# Fixed or Variable for a new mortgage today?



## rcourtna (Oct 24, 2009)

In the past I've read that, on average, variable rate mortgages end up being more attractive than fixed rate mortgages. This prompted me to switch my fixed mortgage to a variable one. This was before the financial crisis.

Looking back, I made the right decision at the time. My mortgage rate kept sliding and today it is at 1.5%. My secured line of credit is at 2.25%.

Now I have to make another decision. I'm going to run up my line of credit to $80K for home renovations. I'll then get a mortgage to pay it off. 

Now the impossible question. Assuming that rates are at an all-time low today, should I negotiate a fixed mortgage, or another variable one? What would you do?


----------



## osc (Oct 17, 2009)

Variable. The best rate right now is Prime - 0.25% (2.00%). If you wait a few months you'll most likely get lower than that (probably Prime - 0.50%).


----------



## firsttimehomebuyertips (Oct 3, 2009)

rcourtna,

Your line of credit is at 2.25% so why not keep the eventual $80K at that rate?
That way you can have a low variable rate and be able to pay off as much as you like. Without having to pay penalties.


----------



## Berubeland (Sep 6, 2009)

Can't you get variable rate and lock it in anytime? I think you have that option with variable rate mortgages.


----------



## Jon202 (Apr 14, 2009)

Berubeland said:


> Can't you get variable rate and lock it in anytime? I think you have that option with variable rate mortgages.
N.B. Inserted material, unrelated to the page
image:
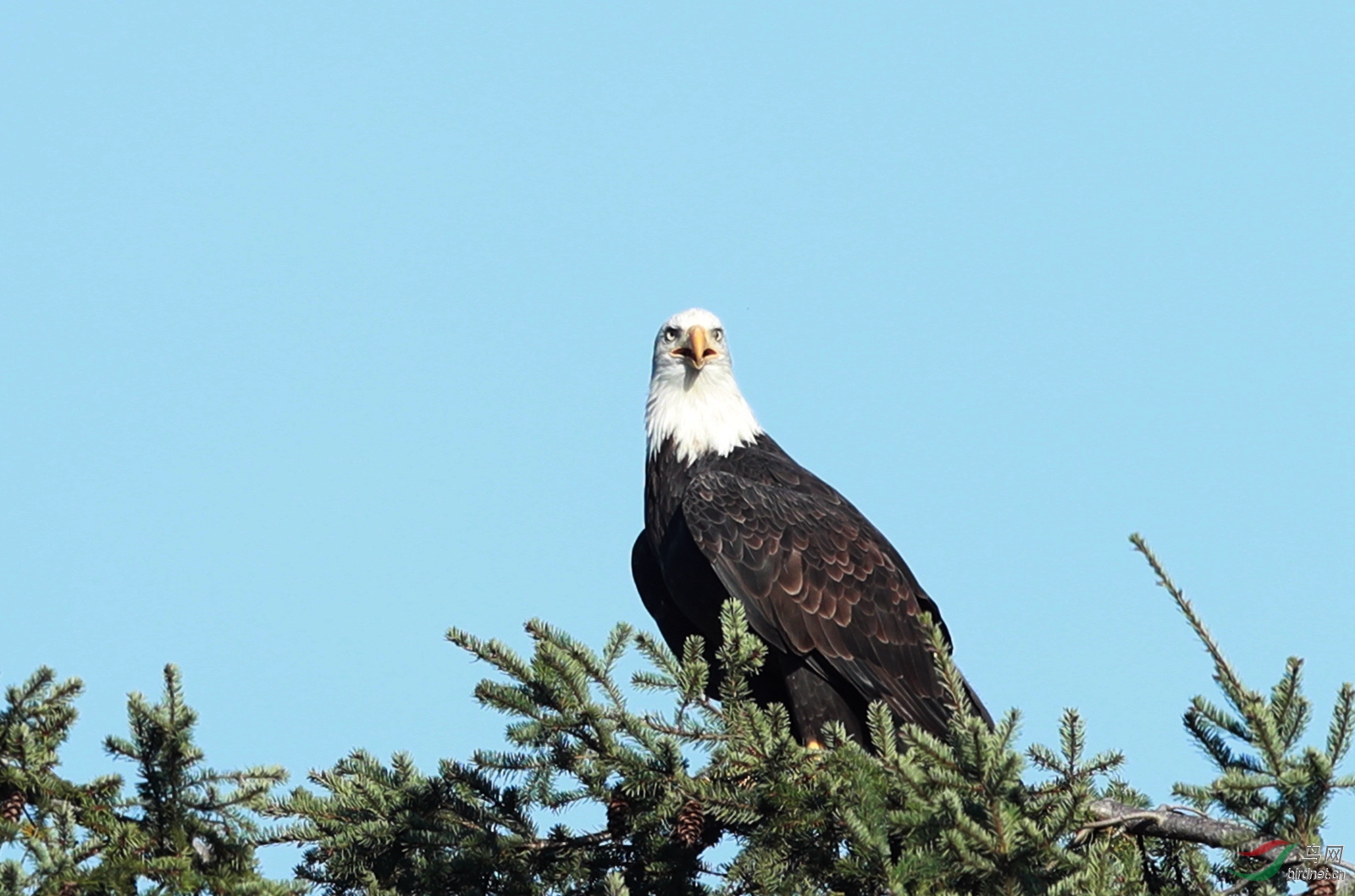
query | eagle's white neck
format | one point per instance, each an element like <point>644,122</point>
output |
<point>702,411</point>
No, that would be an open VRM, whereas most are closed VRM's for 5 years.


----------



## Gregreid (Oct 26, 2009)

Can I ask who you have your prime + 0 % HELOC with? I thought TD was the last to increase their credit lines to prime +1% effective November.


----------



## Shayne (Apr 3, 2009)

Berubeland said:


> Can't you get variable rate and lock it in anytime? I think you have that option with variable rate mortgages.


Yes you can.


----------



## canadianbanks (Jun 5, 2009)

You are not asking the right question . The right question should be - Would you be able to afford your debt if/when interest rates go back to 6-7%?


----------